IMPROVING OUT-OF-DISTRIBUTION GENERALIZATION WITH INDIRECTION REPRESENTATIONS

Abstract

We propose a generic module named Indirection Layer (InLay), which leverages indirection and data internal relationships to effectively construct symbolic indirect representations to improve out-of-distribution generalization capabilities of various neural architectures. InLay receives data input in the form of a sequence of objects, treats it as a complete weighted graph whose vertices are the objects and edge weights are scalars representing relationships between vertices. The input is first mapped via indirection to a symbolic graph with data-independent and trainable vertices. This symbolic graph is then propagated, resulting in new vertex features whose indirection will be used for prediction steps afterward. Theoretically, we show that the distances between indirection representations are bounded by the distances between corresponding graphs, implying that unseen samples with very different surface statistics can still be close in the representation space to the seen samples if they share similar internal relationships. We demonstrate that InLay is consistently effective in improving out-of-distribution generalization throughout a comprehensive suite of experiments, including IQ problems, distorted image classification, and few-shot domain adaptation NLP classification.
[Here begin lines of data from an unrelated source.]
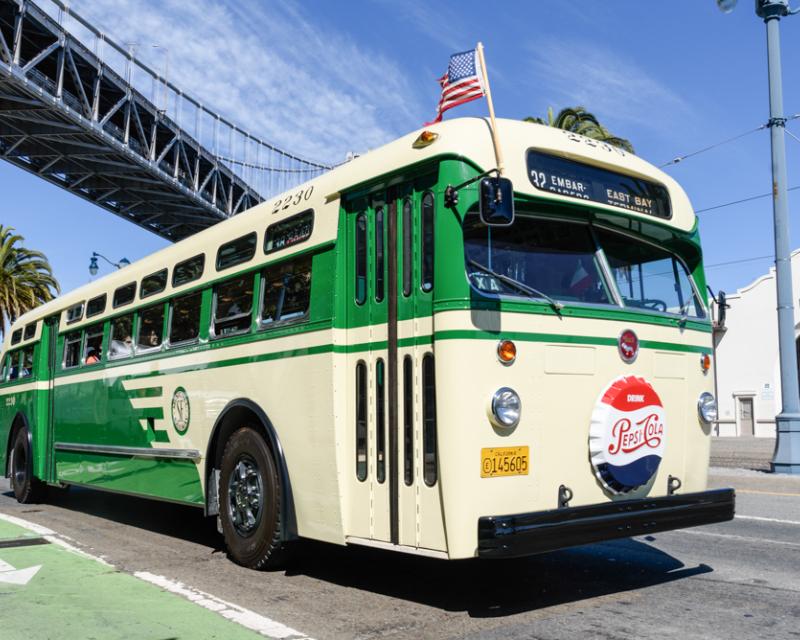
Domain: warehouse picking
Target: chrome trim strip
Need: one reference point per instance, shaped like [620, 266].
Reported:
[137, 452]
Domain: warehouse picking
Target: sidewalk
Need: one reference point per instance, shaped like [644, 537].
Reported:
[51, 591]
[742, 453]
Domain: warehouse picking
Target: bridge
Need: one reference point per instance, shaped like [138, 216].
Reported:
[79, 110]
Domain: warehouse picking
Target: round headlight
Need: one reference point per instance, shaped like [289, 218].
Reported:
[506, 407]
[707, 407]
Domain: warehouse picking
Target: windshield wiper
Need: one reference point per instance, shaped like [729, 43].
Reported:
[519, 286]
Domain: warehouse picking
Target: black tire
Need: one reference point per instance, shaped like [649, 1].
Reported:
[250, 502]
[27, 488]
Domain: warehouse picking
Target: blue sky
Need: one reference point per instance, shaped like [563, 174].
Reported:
[325, 78]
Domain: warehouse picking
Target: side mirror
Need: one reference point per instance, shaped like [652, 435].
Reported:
[496, 202]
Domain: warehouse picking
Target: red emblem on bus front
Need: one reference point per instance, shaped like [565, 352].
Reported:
[627, 436]
[628, 345]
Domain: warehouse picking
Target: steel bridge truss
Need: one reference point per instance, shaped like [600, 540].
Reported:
[71, 119]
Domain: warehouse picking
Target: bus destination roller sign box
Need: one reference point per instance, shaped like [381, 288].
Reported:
[576, 180]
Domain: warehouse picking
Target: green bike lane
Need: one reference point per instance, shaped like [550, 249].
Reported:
[50, 590]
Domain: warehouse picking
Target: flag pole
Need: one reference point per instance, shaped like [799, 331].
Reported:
[497, 151]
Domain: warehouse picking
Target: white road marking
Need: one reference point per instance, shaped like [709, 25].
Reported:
[731, 536]
[795, 522]
[244, 617]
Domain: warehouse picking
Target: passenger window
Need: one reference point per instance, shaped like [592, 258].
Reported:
[407, 247]
[379, 252]
[75, 313]
[286, 291]
[233, 306]
[153, 284]
[188, 270]
[121, 337]
[72, 349]
[429, 466]
[96, 306]
[30, 331]
[184, 322]
[151, 327]
[361, 258]
[93, 351]
[426, 258]
[124, 295]
[27, 362]
[13, 365]
[236, 251]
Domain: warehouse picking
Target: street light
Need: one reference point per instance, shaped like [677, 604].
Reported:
[93, 268]
[787, 422]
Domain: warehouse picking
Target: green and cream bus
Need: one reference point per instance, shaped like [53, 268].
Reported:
[393, 355]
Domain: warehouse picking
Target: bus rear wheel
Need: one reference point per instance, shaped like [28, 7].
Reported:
[250, 502]
[27, 488]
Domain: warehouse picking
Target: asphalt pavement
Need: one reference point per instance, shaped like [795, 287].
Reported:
[733, 580]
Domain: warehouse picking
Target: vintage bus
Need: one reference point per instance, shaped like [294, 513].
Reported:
[384, 356]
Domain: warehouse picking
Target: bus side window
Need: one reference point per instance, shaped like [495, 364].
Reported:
[151, 328]
[184, 319]
[13, 365]
[408, 238]
[27, 362]
[72, 349]
[286, 291]
[233, 306]
[426, 256]
[361, 258]
[121, 337]
[93, 348]
[361, 421]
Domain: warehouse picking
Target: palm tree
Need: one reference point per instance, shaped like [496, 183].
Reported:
[26, 278]
[579, 120]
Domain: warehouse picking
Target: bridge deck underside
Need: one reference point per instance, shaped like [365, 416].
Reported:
[75, 122]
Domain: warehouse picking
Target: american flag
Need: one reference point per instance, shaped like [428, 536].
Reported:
[462, 82]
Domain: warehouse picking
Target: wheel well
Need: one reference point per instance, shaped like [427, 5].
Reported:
[19, 422]
[240, 413]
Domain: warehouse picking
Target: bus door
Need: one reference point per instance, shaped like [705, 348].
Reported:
[396, 496]
[47, 405]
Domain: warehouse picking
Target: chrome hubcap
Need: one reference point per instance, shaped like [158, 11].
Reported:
[245, 496]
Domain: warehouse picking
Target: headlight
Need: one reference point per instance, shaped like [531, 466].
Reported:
[506, 407]
[707, 407]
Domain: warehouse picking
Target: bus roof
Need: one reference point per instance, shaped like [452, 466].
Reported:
[466, 138]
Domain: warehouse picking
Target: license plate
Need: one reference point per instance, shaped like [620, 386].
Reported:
[504, 461]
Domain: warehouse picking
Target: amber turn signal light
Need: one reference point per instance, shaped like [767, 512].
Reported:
[506, 351]
[424, 139]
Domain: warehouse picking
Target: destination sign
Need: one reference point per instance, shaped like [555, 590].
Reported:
[289, 232]
[576, 180]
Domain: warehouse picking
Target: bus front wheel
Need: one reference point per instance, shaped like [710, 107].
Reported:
[27, 488]
[250, 501]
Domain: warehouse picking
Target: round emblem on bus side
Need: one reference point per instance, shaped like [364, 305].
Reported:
[627, 435]
[181, 411]
[628, 345]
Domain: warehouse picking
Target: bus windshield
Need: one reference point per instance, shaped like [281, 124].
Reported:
[563, 259]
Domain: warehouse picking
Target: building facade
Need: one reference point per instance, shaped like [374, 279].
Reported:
[747, 364]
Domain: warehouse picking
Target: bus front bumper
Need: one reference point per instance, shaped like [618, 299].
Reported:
[537, 532]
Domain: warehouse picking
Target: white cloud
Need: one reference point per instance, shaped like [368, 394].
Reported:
[617, 89]
[305, 87]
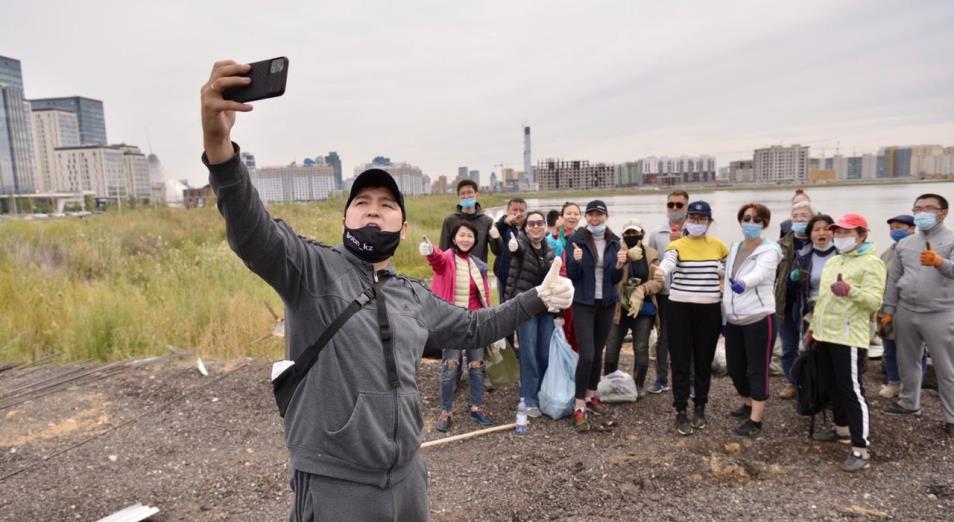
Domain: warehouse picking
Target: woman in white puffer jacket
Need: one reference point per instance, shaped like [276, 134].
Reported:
[748, 305]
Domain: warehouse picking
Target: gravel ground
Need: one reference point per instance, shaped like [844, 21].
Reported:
[211, 448]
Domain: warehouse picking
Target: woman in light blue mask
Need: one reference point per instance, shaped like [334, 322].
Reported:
[794, 243]
[748, 304]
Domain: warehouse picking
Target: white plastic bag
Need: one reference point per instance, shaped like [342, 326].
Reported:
[558, 390]
[618, 386]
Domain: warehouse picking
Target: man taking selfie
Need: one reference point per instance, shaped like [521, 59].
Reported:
[353, 425]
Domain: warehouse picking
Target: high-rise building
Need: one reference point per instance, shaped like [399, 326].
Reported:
[335, 161]
[16, 132]
[293, 183]
[558, 174]
[89, 113]
[52, 128]
[780, 164]
[671, 171]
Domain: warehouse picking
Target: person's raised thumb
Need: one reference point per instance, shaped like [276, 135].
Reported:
[554, 273]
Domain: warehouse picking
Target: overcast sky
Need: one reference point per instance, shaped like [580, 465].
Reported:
[442, 84]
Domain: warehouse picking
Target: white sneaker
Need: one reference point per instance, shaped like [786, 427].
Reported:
[889, 391]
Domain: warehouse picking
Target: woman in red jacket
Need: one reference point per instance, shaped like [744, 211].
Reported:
[461, 279]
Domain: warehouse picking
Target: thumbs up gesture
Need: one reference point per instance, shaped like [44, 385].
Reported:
[840, 287]
[931, 258]
[556, 292]
[426, 248]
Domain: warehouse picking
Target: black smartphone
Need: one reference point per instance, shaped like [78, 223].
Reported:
[268, 81]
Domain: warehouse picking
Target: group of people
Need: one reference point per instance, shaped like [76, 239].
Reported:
[821, 286]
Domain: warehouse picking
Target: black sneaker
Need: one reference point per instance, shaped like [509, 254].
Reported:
[742, 412]
[682, 424]
[896, 409]
[747, 429]
[699, 417]
[831, 436]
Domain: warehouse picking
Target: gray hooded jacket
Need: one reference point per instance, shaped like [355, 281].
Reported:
[346, 421]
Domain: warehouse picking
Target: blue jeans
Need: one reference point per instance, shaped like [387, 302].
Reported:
[534, 337]
[890, 361]
[790, 331]
[450, 371]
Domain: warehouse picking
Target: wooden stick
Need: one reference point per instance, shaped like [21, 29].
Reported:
[463, 436]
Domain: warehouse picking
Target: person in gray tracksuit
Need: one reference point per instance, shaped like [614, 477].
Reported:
[919, 302]
[353, 427]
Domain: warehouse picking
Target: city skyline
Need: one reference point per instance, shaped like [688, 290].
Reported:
[748, 77]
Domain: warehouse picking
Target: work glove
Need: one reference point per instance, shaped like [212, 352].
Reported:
[636, 301]
[426, 248]
[840, 287]
[931, 258]
[737, 285]
[635, 253]
[556, 292]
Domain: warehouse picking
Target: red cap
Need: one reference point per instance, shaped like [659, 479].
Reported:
[849, 221]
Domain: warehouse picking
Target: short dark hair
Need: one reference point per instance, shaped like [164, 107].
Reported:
[940, 199]
[815, 219]
[760, 210]
[467, 183]
[516, 200]
[567, 205]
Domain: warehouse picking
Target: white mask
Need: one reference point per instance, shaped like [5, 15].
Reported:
[845, 244]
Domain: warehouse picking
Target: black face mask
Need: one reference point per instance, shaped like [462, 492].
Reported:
[371, 243]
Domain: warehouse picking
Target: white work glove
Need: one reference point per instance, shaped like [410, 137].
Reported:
[636, 301]
[556, 292]
[426, 248]
[635, 253]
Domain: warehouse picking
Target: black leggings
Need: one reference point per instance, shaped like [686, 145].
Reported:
[693, 330]
[591, 324]
[748, 350]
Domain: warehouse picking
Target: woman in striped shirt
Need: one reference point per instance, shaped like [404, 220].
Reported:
[694, 316]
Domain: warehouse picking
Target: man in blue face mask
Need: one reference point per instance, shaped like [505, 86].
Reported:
[468, 209]
[919, 304]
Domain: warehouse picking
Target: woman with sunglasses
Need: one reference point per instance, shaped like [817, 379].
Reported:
[750, 316]
[694, 314]
[530, 259]
[594, 263]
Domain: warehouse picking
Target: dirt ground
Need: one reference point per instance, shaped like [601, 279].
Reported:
[211, 448]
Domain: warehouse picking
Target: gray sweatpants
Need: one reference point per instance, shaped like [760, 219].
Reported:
[912, 330]
[323, 498]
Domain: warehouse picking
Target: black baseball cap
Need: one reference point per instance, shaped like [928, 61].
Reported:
[376, 178]
[903, 218]
[596, 205]
[700, 208]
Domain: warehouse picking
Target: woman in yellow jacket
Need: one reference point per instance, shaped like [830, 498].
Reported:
[850, 291]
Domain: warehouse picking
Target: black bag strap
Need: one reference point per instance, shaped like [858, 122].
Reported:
[309, 357]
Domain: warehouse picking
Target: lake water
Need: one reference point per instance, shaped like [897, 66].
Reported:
[876, 202]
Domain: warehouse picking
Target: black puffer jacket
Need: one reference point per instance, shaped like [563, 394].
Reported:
[528, 266]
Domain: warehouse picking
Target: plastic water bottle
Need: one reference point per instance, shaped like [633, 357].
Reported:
[522, 417]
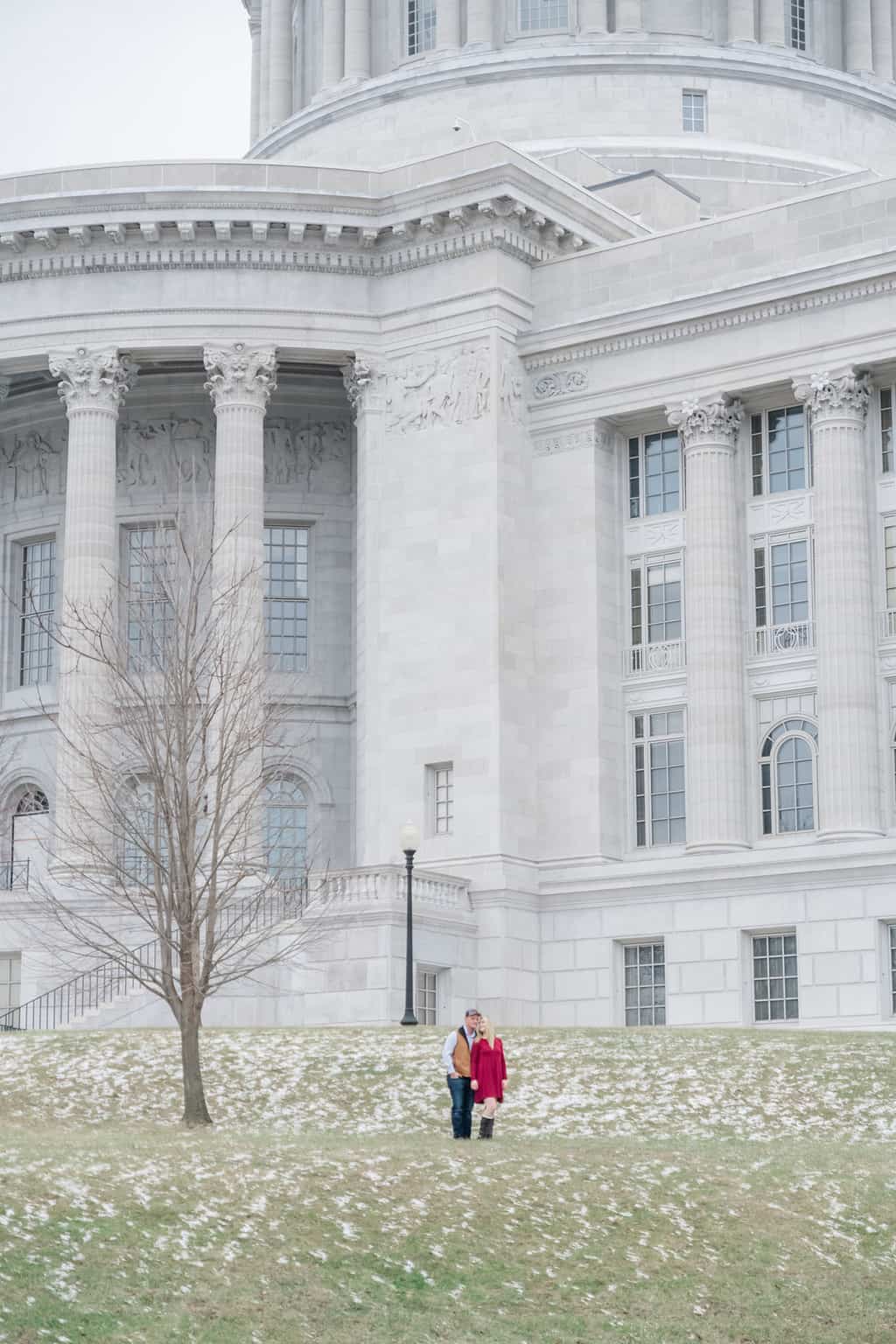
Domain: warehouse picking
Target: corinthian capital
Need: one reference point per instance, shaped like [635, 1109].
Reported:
[93, 379]
[846, 391]
[240, 375]
[360, 378]
[712, 421]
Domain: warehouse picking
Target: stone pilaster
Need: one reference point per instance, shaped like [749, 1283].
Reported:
[850, 749]
[93, 386]
[717, 752]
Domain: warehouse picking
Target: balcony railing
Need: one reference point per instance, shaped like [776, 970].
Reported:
[14, 877]
[647, 659]
[771, 641]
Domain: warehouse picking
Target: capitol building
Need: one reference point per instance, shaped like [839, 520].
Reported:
[551, 346]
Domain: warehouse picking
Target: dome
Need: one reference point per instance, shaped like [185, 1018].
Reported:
[740, 104]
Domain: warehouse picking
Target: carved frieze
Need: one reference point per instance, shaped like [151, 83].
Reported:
[306, 453]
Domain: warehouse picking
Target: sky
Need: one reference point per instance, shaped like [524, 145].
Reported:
[121, 80]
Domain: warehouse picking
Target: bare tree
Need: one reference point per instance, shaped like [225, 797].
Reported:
[160, 825]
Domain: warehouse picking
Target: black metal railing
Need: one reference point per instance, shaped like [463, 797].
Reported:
[121, 975]
[14, 877]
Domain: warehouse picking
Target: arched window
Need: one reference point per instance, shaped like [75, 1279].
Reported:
[286, 828]
[788, 766]
[144, 839]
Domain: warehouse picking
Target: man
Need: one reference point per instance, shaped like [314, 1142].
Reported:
[456, 1060]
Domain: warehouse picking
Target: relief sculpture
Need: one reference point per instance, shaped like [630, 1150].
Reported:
[306, 453]
[34, 464]
[167, 453]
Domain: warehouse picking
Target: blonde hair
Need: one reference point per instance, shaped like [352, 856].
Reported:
[486, 1028]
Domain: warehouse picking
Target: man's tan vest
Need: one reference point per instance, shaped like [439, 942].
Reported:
[461, 1057]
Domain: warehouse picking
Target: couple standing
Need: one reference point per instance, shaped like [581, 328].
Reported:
[473, 1060]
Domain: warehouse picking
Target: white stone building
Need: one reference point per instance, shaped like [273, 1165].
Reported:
[592, 550]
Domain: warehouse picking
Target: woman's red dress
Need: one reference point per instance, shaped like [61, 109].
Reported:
[488, 1068]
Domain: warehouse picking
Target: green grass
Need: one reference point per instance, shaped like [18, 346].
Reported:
[644, 1187]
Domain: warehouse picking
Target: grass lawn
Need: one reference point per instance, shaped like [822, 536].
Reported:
[647, 1187]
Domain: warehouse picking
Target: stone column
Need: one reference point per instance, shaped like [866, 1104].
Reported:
[629, 18]
[358, 39]
[858, 34]
[592, 18]
[881, 18]
[256, 34]
[448, 32]
[281, 62]
[844, 609]
[332, 42]
[774, 19]
[263, 75]
[92, 385]
[717, 752]
[480, 30]
[742, 20]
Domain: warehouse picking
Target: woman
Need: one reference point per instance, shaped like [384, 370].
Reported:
[488, 1071]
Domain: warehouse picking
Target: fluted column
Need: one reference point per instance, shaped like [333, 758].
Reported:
[592, 17]
[92, 385]
[256, 34]
[358, 39]
[448, 24]
[281, 62]
[629, 18]
[332, 42]
[881, 19]
[774, 23]
[844, 609]
[742, 20]
[480, 32]
[717, 752]
[263, 69]
[858, 32]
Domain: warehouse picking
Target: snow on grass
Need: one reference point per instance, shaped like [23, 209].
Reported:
[620, 1083]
We also conduct ablation studies to verify different design choices of InLay.

1. INTRODUCTION

There have been several evidences showing that deep learning models may fail drastically in out-ofdistribution (OOD) testing circumstances (Geirhos et al., 2018; Keysers et al., 2020) . One reason widely agreed upon is that neural networks tend to learn surface statistics of data (Lake et al., 2017) and thus can not generalize to new samples with different statistics. On the other hand, humans excel at generalizing, and it has been long believed that the ability to think in a symbolic way is the key for humans to quickly adapt to new situations (Mitchell, 2021) . A powerful concept that can bridge concrete data and symbols is indirection, which binds two objects together and uses one to refer to the other. In computer science, indirection is widely used via pointer: data is bound to its memory address, and programs use the memory address to refer to that data. The capacity to draw analogies is yet another trait that facilitates human generalization. Several cognitive science theories have been proposed to explain analogy, and the Structure-Mapping Theory (SMT) (Gentner, 1983 ) is one of the most successful among them. SMT argues that not object attributes but the relationships between them are transferred in an analogy. For example, the hydrogen atom is analogous to the solar system not because they share the same sizes or temperatures but because they both have entities revolving around a center due to the attractive force. This suggests that internal relationships of a situation contain essential information for generalization. In this paper, we propose a method that simultaneously leverages indirection and data internal relationships to construct indirection representations, which can be interpreted as symbolic representations that respect the similarities between internal relationships. For instance, two IQ problems with similar hidden rules (i.e., similar internal relationships) should have similar indirection representations, though they contain completely different shapes or images.